2 cups of almonds (raw)

Melted butter; added all ingredients then smoked in aluminum pans for 3 hours (+ or  -) @ 225F. Let cool, tasted (important!) and seasoned with add'l sea salt and chipotle powder (as needed)













photo 2.JPG



__ goingcamping
__ Jan 31, 2013






_*Recipe #2*_

2T Butter

2T Honey

.5 mustard powder

.75 garlic powder

.75 Sea Salt

2 cups of almonds (raw)

Melted butter; added all ingredients then smoked in aluminum pans for 3 hours (+ or  -) @ 225F. Let cool, tasted (important!) and seasoned with add'l sea salt (as needed)













photo 1.JPG



__ goingcamping
__ Jan 31, 2013


----------



## fagesbp (Jan 31, 2013)

Sounds real good. How sweet did the honey ones come out?

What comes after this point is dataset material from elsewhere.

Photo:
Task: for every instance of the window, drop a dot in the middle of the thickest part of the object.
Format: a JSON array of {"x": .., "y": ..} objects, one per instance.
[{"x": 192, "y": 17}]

I want to try some pecans but want a very sweet taste. I'm thinking I'll dust them with some other sugar.


----------



## goingcamping (Jan 31, 2013)

I'm not sure how they taste as they are still smoking away! I'll definitely post my thoughts on both!!!

~Brett


----------



## smoking b (Jan 31, 2013)

fagesbp said:


> Sounds real good. How sweet did the honey ones come out?
> 
> I want to try some pecans but want a very sweet taste. I'm thinking I'll dust them with some other sugar.


You could give them a dusting of powdered sugar after they come out of the smoker...


----------



## themule69 (Jan 31, 2013)

looks great.


----------



## goingcamping (Jan 31, 2013)

Okay,

Here's how they turned out!

I normally only eat meats, fruits and veggies...decided to make these and see how they turned out, I will most likely finish them in the next 2 days!

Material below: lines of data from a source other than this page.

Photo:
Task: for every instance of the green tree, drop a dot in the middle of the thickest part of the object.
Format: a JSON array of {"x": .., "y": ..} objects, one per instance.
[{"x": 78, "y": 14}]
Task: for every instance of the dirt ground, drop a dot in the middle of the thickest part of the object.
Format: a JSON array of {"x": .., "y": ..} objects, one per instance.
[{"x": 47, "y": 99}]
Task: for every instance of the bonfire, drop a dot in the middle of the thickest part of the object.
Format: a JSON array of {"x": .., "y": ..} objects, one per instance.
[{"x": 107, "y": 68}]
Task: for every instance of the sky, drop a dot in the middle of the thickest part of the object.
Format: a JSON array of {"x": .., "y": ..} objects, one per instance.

The spicy ones (recipe #1) are yummy with only a slight smokey taste and a little kick. The unspicy ones (recipe #2) actually are smokier flavored, but have no spicy kick too 'em, I will substitute brown sugar or turbinado sugar in stead of honey (the honey puts a real nice shine on 'em as well!) Not a real powerful sweetness either, which is good just a slight sweetness less than honey roasted peanuts.

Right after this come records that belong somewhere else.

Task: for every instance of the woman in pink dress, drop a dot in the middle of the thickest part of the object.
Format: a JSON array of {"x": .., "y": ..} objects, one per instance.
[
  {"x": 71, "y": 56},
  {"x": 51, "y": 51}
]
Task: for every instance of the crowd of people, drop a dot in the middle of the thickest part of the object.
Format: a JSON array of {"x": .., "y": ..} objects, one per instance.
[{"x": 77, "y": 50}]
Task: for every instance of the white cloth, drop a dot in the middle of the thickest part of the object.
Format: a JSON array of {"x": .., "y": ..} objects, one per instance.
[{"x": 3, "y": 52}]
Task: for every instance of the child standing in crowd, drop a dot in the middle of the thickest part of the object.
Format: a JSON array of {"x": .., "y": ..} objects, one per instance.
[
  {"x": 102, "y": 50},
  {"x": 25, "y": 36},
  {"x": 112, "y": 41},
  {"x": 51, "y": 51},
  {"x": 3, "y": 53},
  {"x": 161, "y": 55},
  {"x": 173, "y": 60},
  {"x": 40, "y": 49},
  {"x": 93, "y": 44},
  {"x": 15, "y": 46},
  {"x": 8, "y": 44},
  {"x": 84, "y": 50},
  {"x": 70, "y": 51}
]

Both are very good, Mmmmmm!













photo3.JPG



__ goingcamping
__ Jan 31, 2013






Thanks for looking and sharing!

~Brett


----------



## go4abliss (Jan 31, 2013)

you might want to seal them up for week . That what i did. then the smoke taste really comes out


----------



## fagesbp (Jan 31, 2013)

They both look like they came out great. 

I was thinking of dusting with powdered sugar after, but like he said without any coating while smoking they won't hold much smoke flavor. I was thinking if I coated them with some liquid slurry before smoking I could get a sweet smokey flavor. Looking for very sweet, like candied.


----------



## goingcamping (Jan 31, 2013)

GO4ABLISS said:


> you might want to seal them up for week . That what i did. then the smoke taste really comes out










 They won't be around in a week...I have a problem, and it's called smoking. They don't make patches for this type. I eat everything I smoke...quickly!

I should say; however, I 100% believe you're correct and I do appreciate the input, but how do you make 'em last longer than....say....1 day?

~Brett


----------



## goingcamping (Feb 3, 2013)

So, as I stated previously in this post...

I had sneaking suspicion they wouldn't last for more than a few days...I was correct! The spicy ones were finished Friday, I took them snowboarding and shared with a friend, he dug them as well!

I smoked some more last night along with some babyback ribs....

*Recipe*

3 cups of raw almonds

3T of butter

3T of white sugar + 1T white sugar

1.5tsp of salt

1.5tsp of mustard

1T of apple cider vinegar

Roast at 200-225F for 3 hours stirring every .5 hour. pulled and sprinkled with white sugar, let cool and sealed in plastic storage container.

They weren't spicy and I used white oak in lieu of the hickory I used on the other batches (I now prefer the hickory, as I like my food to have strong flavors).

Wife thinks they're the best...and I quote, "They're the best you've made!"













almonds 2.JPG



__ goingcamping
__ Feb 3, 2013


----------